Physiological procedures such as anorectal manometry, determining resting and squeeze pressure, and anorectal sensibility testing can provide good diagnostic information (Alexander et al., 2009). Trivedi et al. (2016) found that people with SCI had higher rectal and sigmoid compliance than controls (p<0.05 and p=0.002, respectively) which may contribute to constipation symptoms. With a balloon expulsion test, anal manometry can help detect defecation disorders related to pelvic floor dysfunction in incomplete SCI and quantitative measures of rectal volume sensations/anorectal pressure during rest and squeeze (Tate et al. 2023). Although, use of anorectal manometry may be limited by the extensive equipment required (Alexander et al. 2009).

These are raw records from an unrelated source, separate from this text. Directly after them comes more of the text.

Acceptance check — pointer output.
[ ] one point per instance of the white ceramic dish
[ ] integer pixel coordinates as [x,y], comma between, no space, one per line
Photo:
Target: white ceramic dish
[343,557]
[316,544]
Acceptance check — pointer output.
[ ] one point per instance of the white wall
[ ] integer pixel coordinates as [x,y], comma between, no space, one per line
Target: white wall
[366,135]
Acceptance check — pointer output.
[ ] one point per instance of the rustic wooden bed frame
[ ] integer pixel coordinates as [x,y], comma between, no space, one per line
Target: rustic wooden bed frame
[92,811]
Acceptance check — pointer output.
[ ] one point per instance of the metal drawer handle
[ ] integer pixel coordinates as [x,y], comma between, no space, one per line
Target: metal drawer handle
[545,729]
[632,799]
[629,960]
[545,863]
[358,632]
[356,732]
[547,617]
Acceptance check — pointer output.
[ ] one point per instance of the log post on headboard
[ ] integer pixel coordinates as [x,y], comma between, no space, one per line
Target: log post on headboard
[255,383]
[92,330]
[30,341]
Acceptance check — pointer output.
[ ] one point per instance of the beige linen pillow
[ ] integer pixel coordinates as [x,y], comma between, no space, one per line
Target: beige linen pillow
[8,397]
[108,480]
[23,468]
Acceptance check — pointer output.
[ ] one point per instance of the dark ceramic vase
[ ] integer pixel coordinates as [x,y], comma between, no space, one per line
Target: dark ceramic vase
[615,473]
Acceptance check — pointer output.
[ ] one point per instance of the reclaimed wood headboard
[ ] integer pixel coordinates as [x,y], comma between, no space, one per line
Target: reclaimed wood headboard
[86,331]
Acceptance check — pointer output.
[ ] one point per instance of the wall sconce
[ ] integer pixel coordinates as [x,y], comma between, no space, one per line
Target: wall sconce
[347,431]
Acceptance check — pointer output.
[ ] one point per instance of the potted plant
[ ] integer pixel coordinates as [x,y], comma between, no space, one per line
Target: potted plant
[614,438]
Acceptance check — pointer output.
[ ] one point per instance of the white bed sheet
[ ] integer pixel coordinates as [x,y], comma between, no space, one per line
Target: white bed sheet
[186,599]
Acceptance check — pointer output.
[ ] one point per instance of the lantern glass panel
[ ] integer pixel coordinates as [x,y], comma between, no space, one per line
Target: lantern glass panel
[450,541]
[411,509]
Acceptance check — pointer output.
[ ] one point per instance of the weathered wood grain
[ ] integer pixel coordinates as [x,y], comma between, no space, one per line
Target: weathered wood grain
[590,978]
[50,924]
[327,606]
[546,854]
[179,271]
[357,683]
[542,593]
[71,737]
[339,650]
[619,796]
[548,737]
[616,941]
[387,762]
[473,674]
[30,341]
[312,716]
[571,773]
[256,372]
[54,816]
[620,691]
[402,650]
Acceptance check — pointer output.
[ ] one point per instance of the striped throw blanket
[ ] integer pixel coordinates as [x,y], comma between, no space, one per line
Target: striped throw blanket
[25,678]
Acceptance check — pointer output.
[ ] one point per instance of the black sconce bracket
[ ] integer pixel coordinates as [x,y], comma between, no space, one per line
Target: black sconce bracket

Other tools studied in SCI include defecography and ultrasound, primarily used when anorectal manometry/balloon expulsion tests are inconclusive, or when anatomic causes of obstruction are suspected (CSCM, 2020; Tate et al. 2023). The American Gastroenterological Association (AGA) and American College of Gastroenterology (ACG) recommend the use of defecography, a radiological imaging procedure that instills barium into the anorectum under fluoroscopy, when anorectal manometry and balloon expulsion tests are inconclusive (CSCM, 2020). Two studies (Putz et al. 2020; N=20; Putz et al. 2017; N=20) demonstrate the safety and feasibility of 3T-MR defecography as a diagnostic tool in NBD constipation examinations for people with complete paraplegia; with this method, they found that anorectal parameters significantly differ between SCI and non-SCI groups. Lastly, Kim et al. (2016b) examined the use of ultrasound to measure rectal diameter and area in people with SCI and NBD. Findings showed that after defecation, these parameters were smaller in people with UMN bowel compared to those with LMN bowel.

Conclusion

A clinical physical examination and a detailed patient history are key to diagnosing type of NBD in people with SCI.

There is level 2 evidence (Emmanuel et al. 2009) that laser Doppler flowmetry can identify altered autonomic innervation, which was evident in people with injury above the level of sympathetic outflow to the gut (T5).

There is level 2 evidence (Park et al. 2013) that plain abdominal radiography can be used as a simple and convenient method to evaluate bowel dysfunction in people with SCI.

There is level 2 evidence (Kim et al. 2016b) that rectal ultrasound can be used to determine differences in rectal diameter and area for people with UMN and LMN bowels.

There is level 2 evidence (Putz et al. 2020) that MR-defecography can detect objective parameters related to bowel incontinence and pelvic floor dyssynergia in NBD.

There is level 2 evidence (Putz et al. 2017) that 3T MR-defecography is a safe diagnostic tool for the visualization of pelvic floor parameters in people with complete paraplegia.

There is level 2 evidence (Williams et al. 2012) that SmartPill technology can detect prolonged gastric emptying, colonic transit time, and whole gut transit time in people with SCI (compared to people without SCI), demonstrating a safe, non-invasive method for GI investigation.

There is level 2 evidence (Fynne et al. 2012) that orally ingested magnetic pill tracked by the Motility Tracking System (MTS-1) can identify prolonged colonic transit times and provide information about gastric emptying and small intestinal contractions.

There is level 2 evidence (Krogh et al. 2002) that colorectal scintigraphy can help identify differences in the degree of colorectal emptying between SCI and non-SCI individuals.